Development of the cartographic retrieval tool will be carried out in collaboration with HUMlab at Umeå University. It will use as its basis an already developed Internet-based prototype for geographic presentation of historical archive materials. In this way, we can
make use of both available competence and the coordination advantages of using an already developed prototype as our point of departure. The prototype has been developed within the QVIZ project (Query and context based visualisation of time-spatial cultural dynamics),
which is financed by the Sixth EU Framework Programme. The prototype consists of a cartographically based Internet tool for illustrating, searching and publishing archival documents. However, it has not been directly designed to visualise statistics. Further development is therefore needed to make it a tool for illustrating DDB’s unique statistical material found in Tabellverket.
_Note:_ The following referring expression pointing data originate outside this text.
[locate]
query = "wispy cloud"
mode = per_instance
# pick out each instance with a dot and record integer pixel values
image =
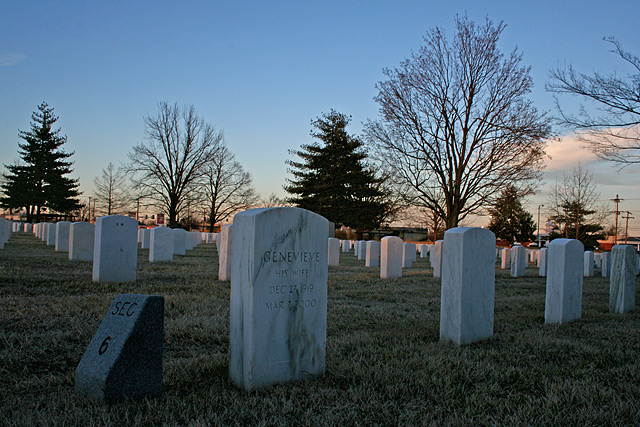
(566, 153)
(10, 59)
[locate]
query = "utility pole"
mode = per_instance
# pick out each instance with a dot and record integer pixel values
(539, 206)
(626, 226)
(617, 200)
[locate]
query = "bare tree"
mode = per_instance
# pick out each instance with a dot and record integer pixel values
(455, 124)
(111, 191)
(227, 187)
(172, 159)
(273, 201)
(573, 207)
(614, 132)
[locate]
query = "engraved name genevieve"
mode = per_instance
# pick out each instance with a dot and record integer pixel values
(290, 256)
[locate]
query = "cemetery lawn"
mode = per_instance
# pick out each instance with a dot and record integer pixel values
(385, 364)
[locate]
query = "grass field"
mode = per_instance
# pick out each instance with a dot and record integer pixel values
(385, 365)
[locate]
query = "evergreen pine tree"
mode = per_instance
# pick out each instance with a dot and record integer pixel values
(509, 220)
(332, 178)
(41, 181)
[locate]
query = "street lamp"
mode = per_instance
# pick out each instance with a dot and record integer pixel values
(539, 206)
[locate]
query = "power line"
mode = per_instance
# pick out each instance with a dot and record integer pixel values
(617, 201)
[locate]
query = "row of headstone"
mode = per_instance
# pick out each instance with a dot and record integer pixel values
(112, 244)
(5, 231)
(518, 261)
(278, 307)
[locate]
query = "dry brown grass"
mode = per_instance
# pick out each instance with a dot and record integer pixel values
(385, 365)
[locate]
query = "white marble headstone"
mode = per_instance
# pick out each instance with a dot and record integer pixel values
(372, 258)
(468, 285)
(588, 264)
(563, 299)
(62, 236)
(51, 234)
(334, 251)
(225, 253)
(518, 260)
(436, 258)
(81, 241)
(390, 257)
(161, 244)
(179, 241)
(605, 263)
(424, 251)
(362, 250)
(622, 282)
(542, 262)
(505, 259)
(278, 296)
(408, 254)
(124, 358)
(146, 238)
(115, 250)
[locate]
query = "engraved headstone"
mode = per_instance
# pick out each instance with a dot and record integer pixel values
(161, 244)
(605, 261)
(278, 296)
(81, 241)
(179, 241)
(50, 238)
(622, 282)
(468, 285)
(334, 251)
(505, 259)
(362, 250)
(225, 253)
(408, 254)
(62, 236)
(436, 258)
(5, 232)
(563, 299)
(189, 241)
(115, 250)
(588, 264)
(542, 262)
(424, 251)
(390, 257)
(372, 258)
(518, 260)
(146, 238)
(124, 358)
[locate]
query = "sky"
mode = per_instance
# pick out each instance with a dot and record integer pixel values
(261, 71)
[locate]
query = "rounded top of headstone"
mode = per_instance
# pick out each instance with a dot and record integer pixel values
(282, 210)
(115, 219)
(566, 242)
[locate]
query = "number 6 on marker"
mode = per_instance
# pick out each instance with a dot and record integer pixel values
(104, 346)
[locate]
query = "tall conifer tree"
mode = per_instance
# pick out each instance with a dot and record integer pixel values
(509, 220)
(333, 179)
(40, 181)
The appearance of the tool will be brought into line with users’ need to carry out their work in a simple manner. A reference group will be formed to guarantee a user-friendly tool.

Work stages:
i. Parish names in Tabellverket will be linked to the corresponding geographic parish codes of the National Archives in collaboration between DDB and the National Archives.
ii. Requirement specifications for the tool will be developed in collaboration between DDB and HUMlab at Umeå University. A reference group of potential users will participate in this work.
iii. Content specifications will be formulated based on the requirement specifications.
iv. Creation of auxiliary tables and reference documents will be carried out in collaboration between HUMlab and DDB.
v. Coding of the tool will be carried out in collaboration between HUMlab and DDB.
vi. The end product will be tested.

2. Extension of the Base Table by adding public health data from Tabellverket
Researchers all over the world, who work with problems related to public health, are very interested in using the unique resource provided by Tabellverket’s statistical material. Adding the pertinent variables will enable studies of Swedish public health both far back in time and in international comparisons. And not least, it will facilitate national comparisons between historical and modern data. Because Tabellverket’s data go as far back as 1749, a number of
public health aspects can be analysed and compared between different geographic areas even in pre-industrial society.
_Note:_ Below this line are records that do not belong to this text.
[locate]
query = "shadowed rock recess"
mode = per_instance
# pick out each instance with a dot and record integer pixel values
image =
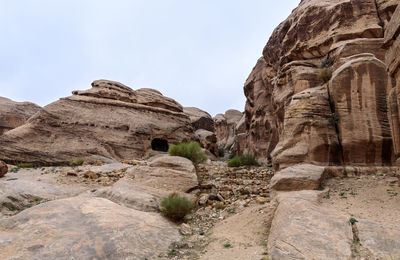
(292, 116)
(109, 120)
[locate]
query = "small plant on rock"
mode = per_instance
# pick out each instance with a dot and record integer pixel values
(25, 165)
(353, 220)
(245, 159)
(191, 151)
(176, 207)
(76, 162)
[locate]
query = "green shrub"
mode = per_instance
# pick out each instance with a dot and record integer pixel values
(25, 165)
(76, 162)
(191, 151)
(324, 75)
(176, 207)
(245, 159)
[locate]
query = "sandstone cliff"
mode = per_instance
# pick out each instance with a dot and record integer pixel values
(14, 114)
(292, 116)
(110, 120)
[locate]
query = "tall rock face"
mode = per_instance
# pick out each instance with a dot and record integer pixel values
(294, 114)
(14, 114)
(227, 130)
(392, 44)
(109, 120)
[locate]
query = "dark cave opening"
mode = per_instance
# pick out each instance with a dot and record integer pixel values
(160, 145)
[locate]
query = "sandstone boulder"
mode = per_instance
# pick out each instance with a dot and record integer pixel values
(199, 118)
(383, 243)
(14, 114)
(208, 140)
(298, 177)
(28, 187)
(110, 120)
(302, 229)
(173, 162)
(93, 228)
(143, 187)
(3, 168)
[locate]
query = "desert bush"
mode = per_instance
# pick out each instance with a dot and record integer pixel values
(25, 165)
(234, 162)
(245, 159)
(191, 151)
(324, 75)
(76, 162)
(176, 207)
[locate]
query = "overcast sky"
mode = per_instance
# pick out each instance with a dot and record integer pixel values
(198, 52)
DDB will collaborate with the Swedish National Institute of Public Health (SNIPH) and with Professor Hans Rosling, who is the founder of the Gapminder Foundation and a professor at the Karolinska Institute. Through this collaboration, the Base Table will be complemented
with variables corresponding to researchers’ requests for public health data. Rosling has, among other things, illustrated world health statistics in a very pedagogical way and shown that our image of world health is often based on preconceived notions of developments in different countries.

Variables relevant to descriptions of public health include average length of life, different aspects of child mortality, and age distribution in the productive/non-productive segments of
the population, respectively.

Work stages:
i. In collaboration with researchers at, among other places, SNIPH and the Gapminder Foundation, variables will be selected for use in comparing public health data.
ii. Tabellverket’s base material will be used to create a database with selected variables to be integrated with the Base Table.
iii. The database will be integrated with the already developed retrieval tool.

3. Documentation
i. User-friendly documentation of available variables will be created.
ii. Manuals for the tools will be developed.